If we want analytics to lead, then data analysts must become skilled at surfacing semantic misalignments and building consensus around definitions. In other words, become effective communicators to enable the curation process.
Product Thinker: Designing Data Experiences for Use
Zima describes dashboards as interfaces. Business practitioners use dashboards to interact with the business logic encoded in data to derive insights and drive actions and decisions. Thus, design is a central concern for the data analyst. In fact, Zima specifically defines a data product as “an experience for the end user that is bent more to the end user’s needs than a dashboard.” Zima acknowledges blurry lines exist, but it is imperative for the end result to “feel less like a dashboard and more like something that was built to solve a problem for the user.” This is classic product management combined with UX work. While it is likely a tall order for a data analyst to become expert in either or both, the data analyst must still use product thinking when delivering these experiences and collaborating with the experts.
Zima had the end user in mind when imploring data analysts to “understand how the business works. [For example], build the sales dashboard like you’re responsible for sales. Don’t build it like someone asked you to build a sales dashboard.” In this way, the data analyst will achieve a deliverable that solves a problem rather than just delivers data. Zima connects this concept back to the notion of the curator and the product thinker: “I think ultimately what a data product is is just a highly curated, very well-planned data asset in comparison to more of these ad hoc things.”
Thus, a data analyst needs to have product thinking to ensure that data can eventually deliver the insights needed for the business.

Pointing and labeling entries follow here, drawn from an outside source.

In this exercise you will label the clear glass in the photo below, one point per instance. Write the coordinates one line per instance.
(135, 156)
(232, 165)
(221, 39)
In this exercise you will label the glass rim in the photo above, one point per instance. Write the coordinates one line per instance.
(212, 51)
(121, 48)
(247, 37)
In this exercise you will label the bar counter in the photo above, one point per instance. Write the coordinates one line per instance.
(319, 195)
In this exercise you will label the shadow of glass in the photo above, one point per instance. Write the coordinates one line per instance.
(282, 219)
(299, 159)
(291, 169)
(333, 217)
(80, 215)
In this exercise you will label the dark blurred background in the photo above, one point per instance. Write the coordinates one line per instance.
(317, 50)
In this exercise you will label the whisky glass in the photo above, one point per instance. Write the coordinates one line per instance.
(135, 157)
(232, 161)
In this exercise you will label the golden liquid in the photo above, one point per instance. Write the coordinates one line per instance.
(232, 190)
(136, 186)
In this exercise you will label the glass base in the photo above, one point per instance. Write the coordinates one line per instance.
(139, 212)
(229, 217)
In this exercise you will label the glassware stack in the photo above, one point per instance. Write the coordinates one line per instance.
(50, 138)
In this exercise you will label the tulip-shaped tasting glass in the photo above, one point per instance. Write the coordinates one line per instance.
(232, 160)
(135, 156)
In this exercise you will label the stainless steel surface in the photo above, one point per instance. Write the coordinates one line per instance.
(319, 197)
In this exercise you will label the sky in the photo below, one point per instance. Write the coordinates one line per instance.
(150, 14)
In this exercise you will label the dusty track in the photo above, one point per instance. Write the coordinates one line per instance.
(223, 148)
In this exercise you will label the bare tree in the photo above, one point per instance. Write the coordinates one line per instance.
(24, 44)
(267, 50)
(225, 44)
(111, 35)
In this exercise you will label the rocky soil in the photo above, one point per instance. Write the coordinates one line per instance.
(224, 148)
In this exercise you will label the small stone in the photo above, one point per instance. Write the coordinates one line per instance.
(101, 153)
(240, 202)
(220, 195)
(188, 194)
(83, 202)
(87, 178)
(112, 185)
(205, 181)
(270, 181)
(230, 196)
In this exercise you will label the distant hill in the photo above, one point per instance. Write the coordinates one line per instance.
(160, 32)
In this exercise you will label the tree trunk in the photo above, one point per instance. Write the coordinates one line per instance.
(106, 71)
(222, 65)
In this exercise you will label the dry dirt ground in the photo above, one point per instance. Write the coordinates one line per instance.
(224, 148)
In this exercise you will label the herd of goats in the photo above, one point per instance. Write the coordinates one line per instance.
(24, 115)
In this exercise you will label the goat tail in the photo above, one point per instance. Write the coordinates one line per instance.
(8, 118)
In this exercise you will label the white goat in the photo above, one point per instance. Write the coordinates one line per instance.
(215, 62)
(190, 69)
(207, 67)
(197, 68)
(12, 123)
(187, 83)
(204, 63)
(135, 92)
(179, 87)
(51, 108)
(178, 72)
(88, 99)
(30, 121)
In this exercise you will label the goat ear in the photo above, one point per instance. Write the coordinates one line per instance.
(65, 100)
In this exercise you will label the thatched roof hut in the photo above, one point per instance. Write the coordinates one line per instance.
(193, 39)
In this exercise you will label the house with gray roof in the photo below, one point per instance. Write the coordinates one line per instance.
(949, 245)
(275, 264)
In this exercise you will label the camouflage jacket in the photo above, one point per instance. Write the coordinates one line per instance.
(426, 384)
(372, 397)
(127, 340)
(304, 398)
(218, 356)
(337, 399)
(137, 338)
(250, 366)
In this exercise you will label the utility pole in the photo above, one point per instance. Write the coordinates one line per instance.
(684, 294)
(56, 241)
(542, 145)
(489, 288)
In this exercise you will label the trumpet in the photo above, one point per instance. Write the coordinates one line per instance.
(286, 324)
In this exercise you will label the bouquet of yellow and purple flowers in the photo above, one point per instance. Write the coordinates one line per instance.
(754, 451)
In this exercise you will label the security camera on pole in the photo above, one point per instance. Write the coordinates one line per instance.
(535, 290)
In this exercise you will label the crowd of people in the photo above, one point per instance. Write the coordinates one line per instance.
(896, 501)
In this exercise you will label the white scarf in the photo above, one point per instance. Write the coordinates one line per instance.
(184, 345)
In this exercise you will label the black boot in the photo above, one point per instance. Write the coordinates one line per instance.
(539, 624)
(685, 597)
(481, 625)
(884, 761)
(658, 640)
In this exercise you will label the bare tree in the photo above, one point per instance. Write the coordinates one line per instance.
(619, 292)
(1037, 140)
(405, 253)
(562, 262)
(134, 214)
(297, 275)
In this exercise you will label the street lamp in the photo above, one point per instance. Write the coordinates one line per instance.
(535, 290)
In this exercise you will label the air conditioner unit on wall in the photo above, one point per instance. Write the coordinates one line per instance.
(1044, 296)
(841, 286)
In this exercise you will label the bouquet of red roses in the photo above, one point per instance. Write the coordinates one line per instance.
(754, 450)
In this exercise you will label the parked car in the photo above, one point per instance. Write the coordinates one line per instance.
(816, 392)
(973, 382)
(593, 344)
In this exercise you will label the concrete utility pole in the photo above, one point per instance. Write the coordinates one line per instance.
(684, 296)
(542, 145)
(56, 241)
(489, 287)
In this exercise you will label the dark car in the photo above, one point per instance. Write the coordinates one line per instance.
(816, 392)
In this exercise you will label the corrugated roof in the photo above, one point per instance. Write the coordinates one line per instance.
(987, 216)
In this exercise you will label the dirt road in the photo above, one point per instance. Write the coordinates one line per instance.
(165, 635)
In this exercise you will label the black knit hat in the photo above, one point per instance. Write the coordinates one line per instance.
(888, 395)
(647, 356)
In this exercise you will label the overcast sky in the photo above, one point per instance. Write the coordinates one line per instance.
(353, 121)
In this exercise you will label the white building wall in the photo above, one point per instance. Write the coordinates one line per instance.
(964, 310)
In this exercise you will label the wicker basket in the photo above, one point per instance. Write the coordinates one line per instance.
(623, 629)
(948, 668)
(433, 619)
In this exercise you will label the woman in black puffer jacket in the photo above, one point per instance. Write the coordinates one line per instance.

Systems Designer: Enabling Cross-Functional Collaboration
From curation to communication to product thinking, the data analyst role is steeped in cross-functional work. Data analysts must navigate conversations with data engineers about lineage and modeling, with UX designers about usability and interaction, with project managers about scope and timelines, and with practitioners about business context and priorities. If this sounds like a heavy lift, it is because it is! Many organizations are unprepared to support their data teams in this inherently collaborative space. I offer a solution in the Insights Supply Chain using the Data Organization Matrix, which prescribes the distribution of data responsibilities across teams to support collaboration at any scale (for more details see “The Insights Supply Chain: A Knowledge Management Framework for Driving Enterprise Decisions with Data Science“).

Whether embedded in a centralized or decentralized organization, data professionals, data analysts in particular, must act as system designers the entire data-to-decision process. Where they lack the specialty of a part of the system, they must collaborate in a cross-functional way with the relevant domain expert.
Conclusion: Supporting Evolution for Data Analysts
The data analyst is not a back-office technician. Today’s analyst must design for clarity, communicate for alignment, and build for use. Curation, communication, and product thinking are core skills for the job. I am encouraged to see a BI tool like Omni building specifically for this job, a tool that also supports and enables the cross-functional fluency and systems-level thinking that defines today’s analytics requirements. For better insights, businesses must recognize what Zima does: the future of analytics depends on investing in the full scope of the data analyst’s evolving role.